Mucosal Protective Agents

  • Misoprostol:
    • Prostaglandin E1 analog, decreases cAMP levels, increases gastric mucus and blood flow to mucosa.
  • Sucralfate:
    • Forms a barrier on ulcer base, protecting and promoting healing.

Management of Nausea and Vomiting

  • Vomiting Center Mechanism:
    • Stimulated by various neural pathways, leading to smooth muscle contractions.
  • Key Pathways:
    • Chemoreceptor trigger zone (dopamine D2, 5-HT3, NK-1 receptors)
    • Vagal afferent fibers (5-HT3, NK-1 receptors)
    • Central vestibular nuclei (muscarinic, histamine H1 receptors).

Antiemetic Medications

  • Dopamine D2 Receptor Blockers:
    • Chlorpromazine, Prochlorperazine, Metoclopramide.
  • Serotonin 5-HT3 Receptor Blockers:
    • Ondansetron (often combined with Aprepitant/Rolapitant for enhanced effect).
  • Vestibular System Agents:
    • Scopolamine (muscarinic antagonist), Antihistamines (Diphenhydramine, Dimenhydrinate, Meclizine, Promethazine).

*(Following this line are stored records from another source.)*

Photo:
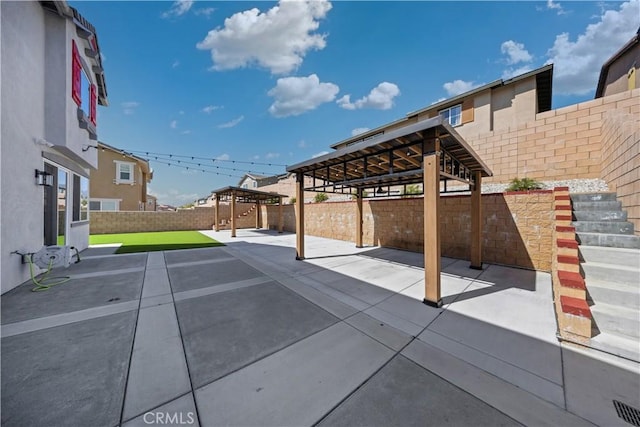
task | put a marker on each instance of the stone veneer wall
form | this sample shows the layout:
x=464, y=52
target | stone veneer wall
x=517, y=226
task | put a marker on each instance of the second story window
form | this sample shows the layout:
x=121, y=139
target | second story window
x=124, y=172
x=453, y=115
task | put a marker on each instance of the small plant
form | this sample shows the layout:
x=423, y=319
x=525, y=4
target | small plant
x=524, y=184
x=320, y=197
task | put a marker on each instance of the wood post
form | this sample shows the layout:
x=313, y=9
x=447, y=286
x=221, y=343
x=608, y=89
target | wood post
x=299, y=216
x=431, y=183
x=476, y=222
x=233, y=214
x=359, y=218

Management of Constipation

  • Laxatives Overview:
    • Types include bulk laxatives, osmotic laxatives, irritants, and stimulants.

Types of Laxatives

  1. Bulk Laxatives:
    • Insoluble fibers, e.g., Psyllium, Methylcellulose, Calcium Polycarbophil.
    • Expand in water, triggering contractions.
  2. Osmotic Laxatives:
    • Nonabsorbable soluble compounds, e.g., Magnesium Citrate, Lactulose.
    • Pull water into the colon, increasing stool volume.
  3. Irritant/Stimulant Laxatives:
    • Directly prevent water reabsorption or irritate intestinal mucosa.
    • Examples: Bisacodyl, Castor Oil, Senna.

Management of Diarrhea

  • Types of Diarrhea:
    • Secretory, osmotic, inflammatory.

Treatment Options for Diarrhea

  1. Adsorbents:
    • Methylcellulose absorbs toxins, reducing motility.
  2. Antimotility Agents:
    • Diphenoxylate, Loperamide (low abuse potential).
    • Act on opiate receptors to reduce motility.
  3. Bismuth Subsalicylate:
    • Inhibits replication of bacteria/viruses, reduces inflammation.

Conclusion

  • Summary of drugs and mechanisms in the management of GI disorders.
  • Importance of understanding pharmacology for effective treatment.